Recently I lunched at a cafe where salads are the main selections for lunch, to see how the pros prepare a salad. Research. I asked the server what his favorite salad was and asked why he enjoyed that one in particular. His response said it all; the cilantro lime dressing is so perfect for that salad and really brings it together. Other dressing choices for this salad miss the nuances created by the melange of ingredients and cover it up. He was referring to people who chose ranch dressing instead of the intended dressing. That is is the function of the dressing – to bring out the various flavors of the salad without being overpowering. That is why the love of salad is still a plenty.
I was a bit surprised to find so many books dedicated to salad dressing recipes. I have a stack of books from the library – okay a small stack – but nevertheless a bunch of books dedicated to salad dressing, with an average of 55 recipes per book. Bountiful options and yet we usually stick to the basic tried and true. My hope is by the end of summer we all have a different go-to salad dressing. Since salad dressings are paramount in the flavor and cohesiveness of a salad, it is important to understand them and what makes them work and not work.

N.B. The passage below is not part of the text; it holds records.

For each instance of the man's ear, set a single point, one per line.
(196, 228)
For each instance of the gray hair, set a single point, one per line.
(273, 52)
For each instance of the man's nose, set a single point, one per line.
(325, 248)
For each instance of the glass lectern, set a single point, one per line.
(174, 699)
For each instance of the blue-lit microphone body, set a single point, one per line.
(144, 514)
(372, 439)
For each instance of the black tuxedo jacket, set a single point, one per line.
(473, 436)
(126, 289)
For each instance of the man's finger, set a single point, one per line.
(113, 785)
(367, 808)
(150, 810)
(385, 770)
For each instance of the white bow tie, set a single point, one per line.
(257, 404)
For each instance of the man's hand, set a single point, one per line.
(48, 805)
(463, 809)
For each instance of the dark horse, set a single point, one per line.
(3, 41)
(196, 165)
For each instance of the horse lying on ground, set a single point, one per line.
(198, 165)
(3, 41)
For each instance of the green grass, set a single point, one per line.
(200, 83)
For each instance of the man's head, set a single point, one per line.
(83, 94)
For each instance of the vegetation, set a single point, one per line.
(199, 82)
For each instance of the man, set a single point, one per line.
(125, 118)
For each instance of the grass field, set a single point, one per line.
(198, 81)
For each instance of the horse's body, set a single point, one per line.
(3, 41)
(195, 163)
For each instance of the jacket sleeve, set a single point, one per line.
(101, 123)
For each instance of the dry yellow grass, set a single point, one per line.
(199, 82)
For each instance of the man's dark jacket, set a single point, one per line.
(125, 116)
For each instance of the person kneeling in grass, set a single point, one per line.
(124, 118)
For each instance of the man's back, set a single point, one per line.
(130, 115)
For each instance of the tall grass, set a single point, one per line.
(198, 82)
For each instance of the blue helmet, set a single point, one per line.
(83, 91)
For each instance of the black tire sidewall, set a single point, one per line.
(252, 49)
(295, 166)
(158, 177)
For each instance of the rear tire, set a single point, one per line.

The first salad dressing we will tackle is the vinaigrette.
You might be thinking: oh, such a simple dressing, just add a little oil, some vinegar, salt and pepper and perhaps a flavoring to change it up, what more does one need to know? Why even bother mixing it together, right? Just shake some olive oil and balsamic vinegar from their bottles. Why get another dish dirty to combine the two? That’s what I thought until I read the article What is the point of a Vinaigrette? in the Food Lab column on Serious Eats. There is a definitive science behind the vinaigrette. This article is required reading, it explains the relationship between lettuce and dressing, which is the basis of a good salad.
Wow, right? Looks like we all will be dirtying up more dishes to make a vinaigrette. I like how J. Kenji Lopez-Alt explains how the phenomenon of emulsion works. After this revelation, I have a new respect for the vinaigrette and the whole salad making thing. Not such a simple dish after all. Lots of science. I had no idea that the oil can cause that much damage to lettuce leafs and the magic emulsifier can solve all that.
When talking about emulsifiers for vinaigrettes the team includes mayonnaise, mustard, honey and tomato paste. Remember this is to keep the oil and vinegar together and not necessarily for taste. I know some of you are repulsed by mayonnaise, so I am going to send you back to the interview I had with aioli and mayonnaise and there is a recipe on that page for aioli. There are many artisan choices for mayonnaise these days. Always good to have around if you are not vegan. Another emulsifier that is not mentioned often for vinaigrettes is molasses. I found this great tidbit of info in the America’s Test Kitchen book just add sauce; they found that molasses worked pretty well and if using a small amount did not effect the taste of it. Another use for molasses, yah! Takes me years to use up a bottle.
Now with this new found information of the reasoning behind a 3 to 1 oil to vinegar ratio and the secret to having your vinaigrette cling and coy your lettuce you can now show off your new-found knowledge at any gathering. Also, I use more discernment when choosing a vinaigrette dressing since many a vinaigrette recipe do not use an emulsifier. You can search emulsified vinaigrettes. It was a great suggestion from Google.
With the word vinaigrette one might assume that vinegar is a needed ingredient. Not necessarily. Many publications, blogs and books dedicated to salad suggest that an acid can be substituted for vinegar, the most common being lemon, lime and orange. These vinaigrettes are my go-to and we will talk more about them soon.
Thank you for joining me on this journey of salad discovery. What were your big take aways from this information?